The 6 Most Punk-Rock Comedians
Turns out you don’t need to be a Sex Pistol, a Misfit or a Ramone to be punk rock. Plenty of comedians fit the description of total anarchy presented as entertainment. Here are six of the most punk-rock comics to ever destroy a microphone…
Craig Ferguson
Late-night host Ferguson was an actual punk-rocker, drumming for Scottish band Bastards from Hell back in the day. He brought that same sensibility to his early stand-up, performing angry routines under the name Bing Hitler.
“If you start doing comedy in Glaswegian punk rock bars, you develop a certain aggressive style,” Ferguson explains in the book Satiristas. “I’ve been introduced with, ‘Here’s a c*** that thinks he’s funny.’ Not a great way to start. You have to be fairly tough just to stay alive.”
Sam Kinison
You know you’re pretty punk as a comedian when actual punk rockers like The Kinison name their band after you.
“Sam was the first rock ’n’ roll comedian,” says comic Jimmy Shubert. “He was the first guy to cross over and have all those guys like Tommy Lee in his music video for ‘Wild Thing.’”
Judy Tenuta
“Tenuta’s unmistakable voice that seems akin to Ursula from The Little Mermaid and punctuating jokes with an accordion was punk rock in the 1980s and would probably even still be a welcome break from the norm,” wrote the Comedy Bureau after Tenuta’s death in 2022.

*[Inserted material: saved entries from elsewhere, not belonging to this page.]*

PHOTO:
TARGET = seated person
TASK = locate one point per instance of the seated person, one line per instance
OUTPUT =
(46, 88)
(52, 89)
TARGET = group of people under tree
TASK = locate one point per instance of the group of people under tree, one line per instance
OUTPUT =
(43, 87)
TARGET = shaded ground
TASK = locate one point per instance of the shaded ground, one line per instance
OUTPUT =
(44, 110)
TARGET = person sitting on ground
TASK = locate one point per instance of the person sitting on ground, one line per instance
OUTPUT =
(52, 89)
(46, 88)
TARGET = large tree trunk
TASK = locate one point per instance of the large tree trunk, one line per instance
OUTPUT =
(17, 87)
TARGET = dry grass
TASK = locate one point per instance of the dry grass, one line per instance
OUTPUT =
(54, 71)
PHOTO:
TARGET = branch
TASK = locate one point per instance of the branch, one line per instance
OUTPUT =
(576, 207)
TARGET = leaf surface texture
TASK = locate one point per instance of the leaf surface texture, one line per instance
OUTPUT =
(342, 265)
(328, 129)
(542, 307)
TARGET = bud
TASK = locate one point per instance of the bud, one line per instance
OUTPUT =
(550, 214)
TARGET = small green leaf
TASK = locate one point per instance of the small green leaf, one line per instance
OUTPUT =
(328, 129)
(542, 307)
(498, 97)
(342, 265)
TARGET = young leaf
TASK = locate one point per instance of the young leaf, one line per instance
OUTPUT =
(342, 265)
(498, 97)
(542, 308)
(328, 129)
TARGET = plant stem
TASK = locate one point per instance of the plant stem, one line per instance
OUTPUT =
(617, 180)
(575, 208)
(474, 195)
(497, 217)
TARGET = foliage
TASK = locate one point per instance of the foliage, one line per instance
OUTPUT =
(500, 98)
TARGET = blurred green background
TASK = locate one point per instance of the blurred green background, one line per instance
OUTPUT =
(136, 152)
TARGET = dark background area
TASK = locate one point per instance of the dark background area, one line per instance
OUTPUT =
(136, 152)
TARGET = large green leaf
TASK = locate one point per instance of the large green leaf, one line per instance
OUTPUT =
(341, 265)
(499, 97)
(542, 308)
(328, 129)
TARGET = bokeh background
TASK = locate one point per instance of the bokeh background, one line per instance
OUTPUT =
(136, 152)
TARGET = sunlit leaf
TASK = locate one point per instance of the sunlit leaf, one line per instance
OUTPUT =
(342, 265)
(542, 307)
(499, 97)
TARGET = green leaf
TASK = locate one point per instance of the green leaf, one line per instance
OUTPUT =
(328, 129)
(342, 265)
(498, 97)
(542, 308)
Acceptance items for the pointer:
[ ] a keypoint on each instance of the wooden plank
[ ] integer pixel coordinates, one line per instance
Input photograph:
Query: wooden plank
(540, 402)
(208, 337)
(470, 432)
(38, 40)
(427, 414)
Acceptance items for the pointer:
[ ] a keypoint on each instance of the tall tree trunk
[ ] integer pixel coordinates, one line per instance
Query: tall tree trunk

She’s the kind of proper lady who’d open a comedy set with, “Hi, pigs!”
Norm Macdonald
“What I did like about the way we approached (Weekend) Update was that it was akin to the punk movement, what the punk movement was for music. Just stripped down,” said Macdonald’s SNL partner-in-crime, writer Jim Downey. “We did what we wanted. There was nothing there that was considered to be a form of cheating. We weren’t cuddly. We weren’t adorable. We weren’t warm. We weren’t going to do easy political jokes that played for ‘clapter’ and let the audience know we were all on the same side. We were going to be mean, and to an extent, anarchists.”
Kyle Kinane
“My ticket prices are low because I understand times are tough,” Kyle Kinane previously told Cracked. What could be more punk rock than that? "It’s not just punk rock — I think it’s just a human ethos of ‘How much money does a person need?’ I already feel like I’m a king talking down to people because I bought a house. I’m still in a circle with people that are doing comedy and trying to scrape by doing comedy.”
Sarah Sherman
Sherman is still as likely to perform in a punk-rock venue as in a comedy club, although she might be going by the name Sarah Squirm when she does. “I get to clock into work as one thing, and then at night go crazy as Sarah Squirm. It’s funny to be Sarah Sherman in the sheets, Sarah Squirm in the streets,” she told Racket. “I like to play with different crazy noise musicians in different cities, and so it’s people who wouldn’t have gone to a harsh-noise show, they suddenly have a front-row seat for it. I think that’s cool.”